Co-authors include reps. Bart Stupak, D-Mich., Lee Terry, R-Neb., and Sam Johnson, R-Texas.
"As health care becomes more expensive, we need to use smart innovations such as telemedicine technology to help lower costs and expand access for all Americans," said Thompson in a release. "Allowing doctors to remotely monitor a patient who has congestive heart failure not only helps the patient stay healthy, it also reduces costly visits to the emergency room. The Obama Administration has indicated that telemedicine will be an important part of their health care reform agenda, and I look forward to working with them to expand access to this important technology."

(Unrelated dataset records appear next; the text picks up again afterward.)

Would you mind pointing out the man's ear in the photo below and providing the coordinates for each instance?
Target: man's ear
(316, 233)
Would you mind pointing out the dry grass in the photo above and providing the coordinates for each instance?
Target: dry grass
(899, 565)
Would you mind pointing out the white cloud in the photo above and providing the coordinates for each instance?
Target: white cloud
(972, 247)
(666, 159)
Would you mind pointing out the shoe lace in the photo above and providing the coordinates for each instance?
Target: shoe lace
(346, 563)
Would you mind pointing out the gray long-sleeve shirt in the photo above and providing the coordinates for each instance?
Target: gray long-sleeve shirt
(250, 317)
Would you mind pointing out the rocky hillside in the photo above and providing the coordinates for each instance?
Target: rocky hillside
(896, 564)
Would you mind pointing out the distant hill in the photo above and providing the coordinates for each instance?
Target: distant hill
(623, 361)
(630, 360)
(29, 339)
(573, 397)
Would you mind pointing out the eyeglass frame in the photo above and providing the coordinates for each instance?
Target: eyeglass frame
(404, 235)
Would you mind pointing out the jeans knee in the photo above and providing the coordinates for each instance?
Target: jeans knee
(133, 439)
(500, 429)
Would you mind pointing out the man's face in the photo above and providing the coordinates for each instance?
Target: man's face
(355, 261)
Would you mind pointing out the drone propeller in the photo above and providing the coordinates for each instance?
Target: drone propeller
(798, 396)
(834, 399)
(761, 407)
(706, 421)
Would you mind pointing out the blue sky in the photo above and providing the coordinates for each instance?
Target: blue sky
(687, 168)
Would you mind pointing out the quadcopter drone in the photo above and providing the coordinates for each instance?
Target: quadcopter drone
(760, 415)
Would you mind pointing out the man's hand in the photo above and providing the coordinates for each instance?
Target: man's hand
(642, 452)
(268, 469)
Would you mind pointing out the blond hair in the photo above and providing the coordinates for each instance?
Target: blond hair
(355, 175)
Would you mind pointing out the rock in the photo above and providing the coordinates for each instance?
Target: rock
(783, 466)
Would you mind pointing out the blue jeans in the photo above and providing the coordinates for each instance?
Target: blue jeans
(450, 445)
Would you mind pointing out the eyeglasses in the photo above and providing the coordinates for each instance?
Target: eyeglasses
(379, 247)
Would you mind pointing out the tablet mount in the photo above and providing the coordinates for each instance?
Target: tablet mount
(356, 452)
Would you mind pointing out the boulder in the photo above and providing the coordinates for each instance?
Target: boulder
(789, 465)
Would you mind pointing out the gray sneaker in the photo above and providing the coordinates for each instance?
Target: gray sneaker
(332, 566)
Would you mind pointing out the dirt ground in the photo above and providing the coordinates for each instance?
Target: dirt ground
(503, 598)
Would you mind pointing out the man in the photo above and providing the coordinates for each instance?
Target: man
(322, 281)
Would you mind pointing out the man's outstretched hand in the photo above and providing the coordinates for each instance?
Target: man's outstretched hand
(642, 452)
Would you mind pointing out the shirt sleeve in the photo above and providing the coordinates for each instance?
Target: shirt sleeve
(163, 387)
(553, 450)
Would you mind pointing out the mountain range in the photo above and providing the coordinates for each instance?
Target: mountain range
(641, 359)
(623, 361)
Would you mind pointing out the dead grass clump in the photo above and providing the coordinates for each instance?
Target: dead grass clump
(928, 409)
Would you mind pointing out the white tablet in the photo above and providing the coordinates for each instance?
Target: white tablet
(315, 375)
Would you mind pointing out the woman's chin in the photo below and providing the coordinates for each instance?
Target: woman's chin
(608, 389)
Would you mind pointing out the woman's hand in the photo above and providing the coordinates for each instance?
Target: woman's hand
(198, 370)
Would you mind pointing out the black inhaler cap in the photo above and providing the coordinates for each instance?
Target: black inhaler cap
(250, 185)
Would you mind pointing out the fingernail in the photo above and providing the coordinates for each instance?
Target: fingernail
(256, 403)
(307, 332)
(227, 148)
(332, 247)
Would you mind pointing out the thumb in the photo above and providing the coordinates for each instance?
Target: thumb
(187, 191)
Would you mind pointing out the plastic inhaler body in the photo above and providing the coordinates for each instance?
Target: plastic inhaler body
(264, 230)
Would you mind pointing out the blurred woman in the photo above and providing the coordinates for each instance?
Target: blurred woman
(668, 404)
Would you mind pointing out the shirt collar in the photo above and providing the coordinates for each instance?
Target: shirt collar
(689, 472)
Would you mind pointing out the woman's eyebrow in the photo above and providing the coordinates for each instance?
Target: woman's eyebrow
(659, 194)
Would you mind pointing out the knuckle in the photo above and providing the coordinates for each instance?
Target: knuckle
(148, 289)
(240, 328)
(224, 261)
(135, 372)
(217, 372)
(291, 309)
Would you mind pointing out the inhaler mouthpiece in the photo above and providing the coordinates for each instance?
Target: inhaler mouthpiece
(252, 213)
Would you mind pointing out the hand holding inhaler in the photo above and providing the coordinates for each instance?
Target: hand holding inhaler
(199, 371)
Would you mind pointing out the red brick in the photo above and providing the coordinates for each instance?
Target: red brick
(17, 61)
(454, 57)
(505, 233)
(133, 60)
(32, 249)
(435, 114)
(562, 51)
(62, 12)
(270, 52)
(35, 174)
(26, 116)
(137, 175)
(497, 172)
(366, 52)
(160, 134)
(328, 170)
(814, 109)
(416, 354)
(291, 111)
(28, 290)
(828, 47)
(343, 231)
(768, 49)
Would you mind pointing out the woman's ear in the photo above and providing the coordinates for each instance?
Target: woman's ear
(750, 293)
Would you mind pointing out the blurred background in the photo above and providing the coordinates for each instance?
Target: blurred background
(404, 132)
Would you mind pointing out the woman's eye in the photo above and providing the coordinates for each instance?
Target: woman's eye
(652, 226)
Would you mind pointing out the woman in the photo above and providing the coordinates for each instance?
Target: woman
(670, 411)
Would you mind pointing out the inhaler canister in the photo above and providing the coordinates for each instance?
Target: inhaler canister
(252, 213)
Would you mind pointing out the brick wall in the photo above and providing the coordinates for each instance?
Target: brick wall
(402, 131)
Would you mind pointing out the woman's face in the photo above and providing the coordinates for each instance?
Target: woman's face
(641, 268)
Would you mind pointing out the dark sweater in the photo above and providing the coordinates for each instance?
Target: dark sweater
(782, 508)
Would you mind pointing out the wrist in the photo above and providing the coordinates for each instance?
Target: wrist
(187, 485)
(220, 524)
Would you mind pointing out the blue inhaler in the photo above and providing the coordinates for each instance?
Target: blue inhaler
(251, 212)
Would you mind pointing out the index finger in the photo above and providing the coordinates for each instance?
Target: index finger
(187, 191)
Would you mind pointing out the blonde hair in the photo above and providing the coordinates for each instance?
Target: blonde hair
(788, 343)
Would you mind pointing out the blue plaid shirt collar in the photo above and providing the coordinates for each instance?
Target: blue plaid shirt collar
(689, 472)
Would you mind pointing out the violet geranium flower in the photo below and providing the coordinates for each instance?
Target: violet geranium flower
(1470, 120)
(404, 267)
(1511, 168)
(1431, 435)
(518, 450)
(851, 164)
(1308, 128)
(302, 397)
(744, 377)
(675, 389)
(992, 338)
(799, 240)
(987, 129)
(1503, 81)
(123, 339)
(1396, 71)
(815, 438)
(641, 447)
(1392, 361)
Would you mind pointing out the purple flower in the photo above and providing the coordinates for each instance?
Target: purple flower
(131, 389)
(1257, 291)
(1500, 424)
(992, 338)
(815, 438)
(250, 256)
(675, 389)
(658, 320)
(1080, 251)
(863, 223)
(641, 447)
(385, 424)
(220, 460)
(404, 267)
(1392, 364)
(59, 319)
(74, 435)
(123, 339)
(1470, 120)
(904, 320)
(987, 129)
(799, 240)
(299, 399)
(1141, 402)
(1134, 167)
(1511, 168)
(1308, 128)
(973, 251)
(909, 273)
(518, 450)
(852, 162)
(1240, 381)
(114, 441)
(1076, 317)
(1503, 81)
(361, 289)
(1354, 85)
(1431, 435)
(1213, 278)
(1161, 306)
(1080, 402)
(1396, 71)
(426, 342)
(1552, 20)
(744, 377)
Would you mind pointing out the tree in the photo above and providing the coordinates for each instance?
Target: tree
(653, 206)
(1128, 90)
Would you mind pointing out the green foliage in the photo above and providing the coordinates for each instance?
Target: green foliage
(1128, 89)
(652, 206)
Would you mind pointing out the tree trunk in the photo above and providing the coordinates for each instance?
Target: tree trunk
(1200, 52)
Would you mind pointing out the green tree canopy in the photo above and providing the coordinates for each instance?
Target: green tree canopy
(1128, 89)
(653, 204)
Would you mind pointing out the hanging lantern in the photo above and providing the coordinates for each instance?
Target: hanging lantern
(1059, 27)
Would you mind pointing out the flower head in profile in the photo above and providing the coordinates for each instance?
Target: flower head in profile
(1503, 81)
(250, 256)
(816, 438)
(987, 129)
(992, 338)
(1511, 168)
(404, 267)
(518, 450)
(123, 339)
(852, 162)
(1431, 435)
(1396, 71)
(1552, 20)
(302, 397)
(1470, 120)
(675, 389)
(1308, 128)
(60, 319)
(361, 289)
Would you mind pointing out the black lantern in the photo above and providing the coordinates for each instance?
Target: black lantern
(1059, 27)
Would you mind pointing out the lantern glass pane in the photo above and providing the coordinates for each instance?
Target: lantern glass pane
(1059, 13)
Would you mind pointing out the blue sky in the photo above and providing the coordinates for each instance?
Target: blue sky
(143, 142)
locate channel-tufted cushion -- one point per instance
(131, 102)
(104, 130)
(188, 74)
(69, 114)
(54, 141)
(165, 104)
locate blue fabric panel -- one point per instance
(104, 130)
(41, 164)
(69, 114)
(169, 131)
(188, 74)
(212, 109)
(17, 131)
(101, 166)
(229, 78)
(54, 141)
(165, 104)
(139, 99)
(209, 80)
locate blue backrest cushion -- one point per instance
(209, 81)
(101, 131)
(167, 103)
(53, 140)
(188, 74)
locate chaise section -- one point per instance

Last July, Thompson and Stupak's provisions to expand the types of facilities authorized to provide telehealth care were passed into law as part of the Medicare Improvement for Patients and Providers Act. This bill will further expand the type of facilities that are eligible.
(Source: Eureka Times Standard, April 27, 2009)
3/26/2009
Health insurers would no longer be able to require that a doctor meet a patient face-to-face in order to be reimbursed under a bill passed recently by the New Hampshire Senate. Senate Bill 138, which defines telemedicine and requires its coverage, passed the Senate on a 17-5 roll call vote. The measure now goes to the House for approval.
Supporters maintain that the bill will both lower health-care costs and provide better care in rural areas.
"This is going on now," said Sen. Kathy Sgambati, D-Tilton. But she said that there is "confusion on how to bill" for such services that is preventing some providers from engaging in the practice.
"This is vastly going to reduce the costs of health care and help with early detection," said Sen. Debbie Reynolds, D-Plymouth. Telemedicine would help with early detection and "access to specialty care that would reduce the severity of diseases."
But opponents questioned whether the bill is yet another insurance mandate that would drive up premiums. Others worried that it would result in unsupervised experimental medicine, though proponents pointed to language that defines telemedicine as having to fit in the current scope of practice.